"If you don't have celiac disease, it makes no sense to be on a gluten-free diet," remains a common refrain from physicians and other health care providers who choose to deny the idea that people who don't carry a diagnosis of celiac disease can have health issues from consuming gluten.
Nonetheless, the idea that sensitivity to gluten, a protein found in wheat barley and rye, can indeed relate to medical problems has developed incredible traction in our society, as evidenced by the impressive growth in sales of gluten-free foods. Foods labeled as "gluten-free" have increased in sales an average of 34 percent each year between 2009 and 2014. In fact, last year, global sales of gluten-free food approached an astounding $8.8 billion.
"Overall, the gluten-free food market continues to thrive off those who must maintain a gluten-free diet for medical reasons, as well as those who perceive gluten-free foods to be healthier or more natural ... Gluten-free products appeal to a wide audience; 41 percent of U.S. adults agree they are beneficial for everyone, not only those with a gluten allergy, intolerance, or sensitivity," reports Amanda Topper, food analyst at Mintel, a global market intelligence agency.
So why the trend? If only about 1 percent of our population actually requires a gluten-free diet by virtue of the fact that they suffer from celiac disease, what explains this powerful and widespread shift in public perception and buying habits that are propelling the gluten-free movement?

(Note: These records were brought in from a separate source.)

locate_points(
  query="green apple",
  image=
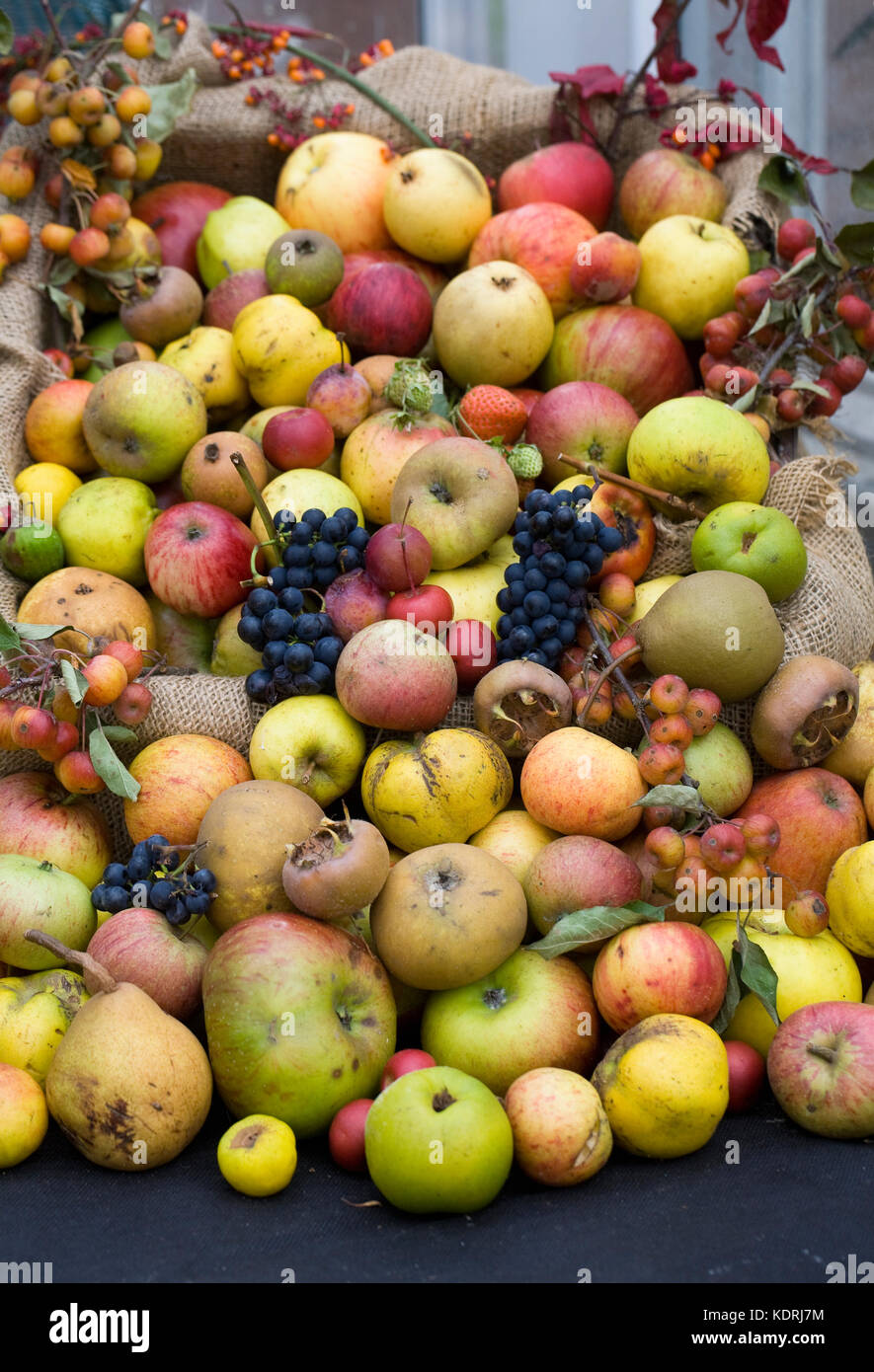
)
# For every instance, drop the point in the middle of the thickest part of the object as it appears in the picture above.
(309, 742)
(103, 526)
(700, 447)
(437, 1140)
(689, 269)
(754, 541)
(236, 238)
(528, 1013)
(474, 587)
(807, 970)
(722, 767)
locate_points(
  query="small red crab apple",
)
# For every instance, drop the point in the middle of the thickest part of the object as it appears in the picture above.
(807, 915)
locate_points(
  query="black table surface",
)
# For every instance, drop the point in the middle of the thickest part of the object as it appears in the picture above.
(788, 1206)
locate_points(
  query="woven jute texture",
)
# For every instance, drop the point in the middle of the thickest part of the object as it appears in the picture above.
(224, 140)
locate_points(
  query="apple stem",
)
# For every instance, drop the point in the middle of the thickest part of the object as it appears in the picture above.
(81, 959)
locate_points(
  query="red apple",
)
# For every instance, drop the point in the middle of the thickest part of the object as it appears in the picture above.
(820, 818)
(620, 345)
(542, 238)
(585, 420)
(381, 309)
(38, 819)
(605, 269)
(139, 946)
(346, 1136)
(658, 969)
(474, 649)
(296, 438)
(567, 173)
(821, 1068)
(177, 213)
(197, 556)
(409, 1059)
(353, 601)
(746, 1076)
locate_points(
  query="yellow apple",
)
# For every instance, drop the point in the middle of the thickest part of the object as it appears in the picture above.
(475, 584)
(436, 203)
(335, 183)
(807, 970)
(689, 269)
(280, 347)
(647, 594)
(853, 756)
(305, 489)
(206, 358)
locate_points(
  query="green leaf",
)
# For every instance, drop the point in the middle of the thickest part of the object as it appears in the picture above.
(10, 640)
(119, 732)
(807, 316)
(856, 242)
(112, 767)
(582, 928)
(757, 974)
(687, 798)
(862, 187)
(40, 630)
(76, 683)
(782, 178)
(169, 103)
(732, 998)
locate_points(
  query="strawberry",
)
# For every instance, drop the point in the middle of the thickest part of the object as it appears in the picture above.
(492, 412)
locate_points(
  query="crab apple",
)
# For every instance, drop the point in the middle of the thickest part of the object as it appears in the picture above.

It seems to me the answer boils down to the debate as to whether people can have health issues related to gluten when they don't have celiac disease. Clearly, if non-celiac individuals have improvements in health-related problems by going gluten-free, that would certainly reinforce their buying habits. Some would say that there's a strong placebo effect underlying the trendy gluten-free movement. To be fair, that is not an unreasonable consideration. To level the playing field why not consider looking at scientific research that actually utilizes study design that takes into account the possibility of a placebo effect to determine whether or not the idea of being sensitive the gluten outside of having celiac disease has merit.
In a recent study appearing in the highly-respected journal Clinical Gastroenterology and Hepatology: The Official Clinical practice journal of the American Gastroenterological Association, researchers evaluated 61 adults who did not have celiac disease but felt that their consumption of gluten-containing foods was related to both intestinal as well as extraintestinal symptoms. The participants received oral capsules containing either gluten, approximately 4 g daily, or a placebo (rice starch) for one week. After one week the diets were switched meaning that the gluten consumers were given the rice starch and vice versa. The results of the study were quite remarkable. Symptoms like abdominal bloating, abdominal pain, foggy mind, and depression, were exceedingly more common when subjects were consuming the gluten as opposed to the placebo.
And this report adds to the growing evidence of the effects of gluten sensitivity outside of celiac disease having manifestations well beyond the gut. In fact, we are now seeing reports in peer-reviewed journals relating non-celiac gluten sensitivity to such issues as autism, schizophrenia, and ataxia (coordination difficulties).
Gluten sensitivity is certainly hip, without question. But the explosive rise in sales of gluten-free foods is not explained simply by the fact that people want to be trendy. The health benefits of going gluten-free have been experienced by large numbers of consumers who finally have had improvements in long-standing issues. In a society where health related problems are generally approached by resorting to taking a medication, we should expect significant dedication to a simple dietary change, without any side effects, and proven efficacy.